The Financial Times's "Observer" commented Friday on the fact that Colin Powell is scheduled to receive a French literary award Thursday at the home of the author of La Démocratie en Amérique.[1]  --  "Most French people seem quickly to have forgotten Mr. Powell's famous speech at the U.N. in the build-up to the war, when he claimed Saddam Hussein had chemical weapons and was seeking nuclear capability.  'He was just a soldier following orders' seems to be how this is remembered by most of France.  As Alexis de Tocqueville himself argued:  'I know of no country in which there is so little independence of mind and real freedom of discussion as in America.'" ...

1.

Comment & analysis

Observer

FRANCE HONORS ITS AMERICAN WAR HERO

Financial Times (UK)
November 24, 2006

http://www.ft.com/cms/s/1ede7e98-7b61-11db-bf9b-0000779e2340.html

There is likely to be an ambience of schadenfreude at the château de Tocqueville in northern France next week, when Colin Powell is awarded a prestigious French literary award in honor of his life's work.

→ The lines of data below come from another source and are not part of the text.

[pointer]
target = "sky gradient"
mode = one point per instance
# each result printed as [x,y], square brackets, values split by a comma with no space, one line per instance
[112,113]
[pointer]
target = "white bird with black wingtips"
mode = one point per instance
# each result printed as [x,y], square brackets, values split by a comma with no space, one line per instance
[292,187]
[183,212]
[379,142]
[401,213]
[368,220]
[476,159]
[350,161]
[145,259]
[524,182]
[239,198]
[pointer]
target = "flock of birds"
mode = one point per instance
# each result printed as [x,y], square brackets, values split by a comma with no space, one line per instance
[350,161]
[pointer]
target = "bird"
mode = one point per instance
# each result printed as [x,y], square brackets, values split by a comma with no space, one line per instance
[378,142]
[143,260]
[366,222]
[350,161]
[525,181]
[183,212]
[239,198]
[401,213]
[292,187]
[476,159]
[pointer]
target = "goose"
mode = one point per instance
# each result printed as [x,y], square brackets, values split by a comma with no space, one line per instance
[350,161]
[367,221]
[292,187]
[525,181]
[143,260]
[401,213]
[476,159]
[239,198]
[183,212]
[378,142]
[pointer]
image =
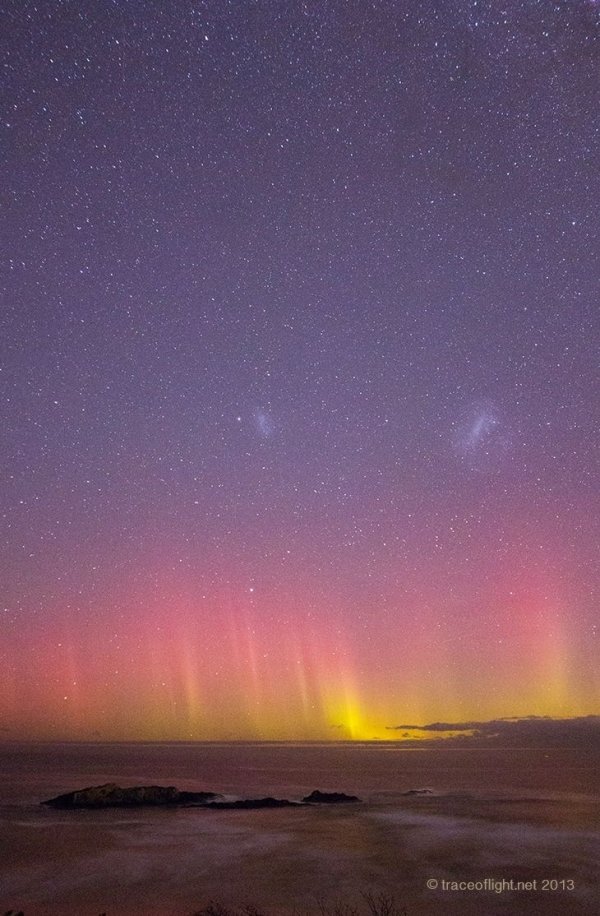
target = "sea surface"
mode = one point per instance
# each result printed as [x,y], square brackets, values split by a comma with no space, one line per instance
[492,816]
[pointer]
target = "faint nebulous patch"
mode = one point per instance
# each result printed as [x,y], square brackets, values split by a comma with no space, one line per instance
[264,423]
[482,437]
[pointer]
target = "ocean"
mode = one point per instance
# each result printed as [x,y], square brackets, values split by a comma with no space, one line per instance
[501,831]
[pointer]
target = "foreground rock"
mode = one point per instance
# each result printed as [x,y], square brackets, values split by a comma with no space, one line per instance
[113,796]
[328,798]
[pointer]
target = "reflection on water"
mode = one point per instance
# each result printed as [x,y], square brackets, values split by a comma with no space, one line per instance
[494,814]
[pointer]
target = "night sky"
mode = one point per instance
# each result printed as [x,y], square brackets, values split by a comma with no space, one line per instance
[299,348]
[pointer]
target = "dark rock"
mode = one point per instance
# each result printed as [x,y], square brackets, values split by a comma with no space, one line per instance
[113,796]
[328,798]
[248,803]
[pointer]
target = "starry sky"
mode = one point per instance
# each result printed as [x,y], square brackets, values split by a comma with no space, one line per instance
[299,366]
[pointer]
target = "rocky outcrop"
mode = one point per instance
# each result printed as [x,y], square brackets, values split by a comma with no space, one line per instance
[328,798]
[112,796]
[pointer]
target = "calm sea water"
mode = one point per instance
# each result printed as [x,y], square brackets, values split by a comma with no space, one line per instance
[492,816]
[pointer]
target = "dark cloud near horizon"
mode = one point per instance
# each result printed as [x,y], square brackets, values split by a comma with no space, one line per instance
[532,731]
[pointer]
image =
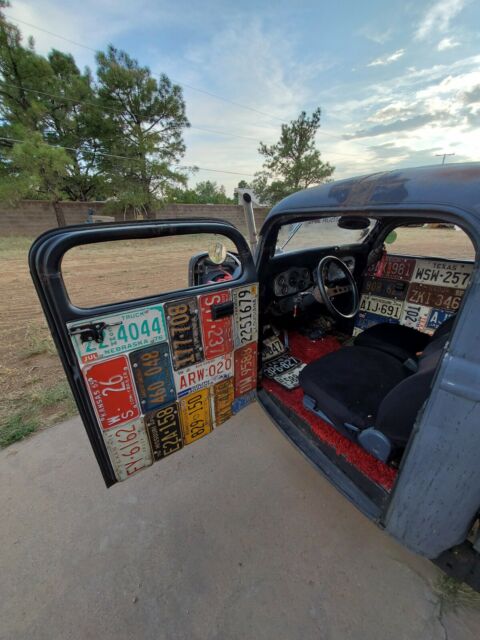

The former U.S. secretary of state has always had a special place in French people's hearts as one of their few allies across the Atlantic when they struggled to stop George W. Bush, U.S. president, from embarking on a war in Iraq.

"I told you so" is likely to be a common refrain about the situation in Iraq, as Valéry Giscard d'Estaing, former French president, awards Mr. Powell with the prix de Tocqueville next Thursday at the French historian's former family residence.

Mr. Powell is popular in France, not least for inventing the Pottery Barn rule by warning Bush that if he invaded Iraq it could have a huge cost, mistakenly comparing the invasion to a "you break it, you own it" rule at the U.S. home furnishing retailer.

Most French people seem quickly to have forgotten Mr. Powell's famous speech at the U.N. in the build-up to the war, when he claimed Saddam Hussein had chemical weapons and was seeking nuclear capability.

"He was just a soldier following orders" seems to be how this is remembered by most of France. As Alexis de Tocqueville himself argued: "I know of no country in which there is so little independence of mind and real freedom of discussion as in America."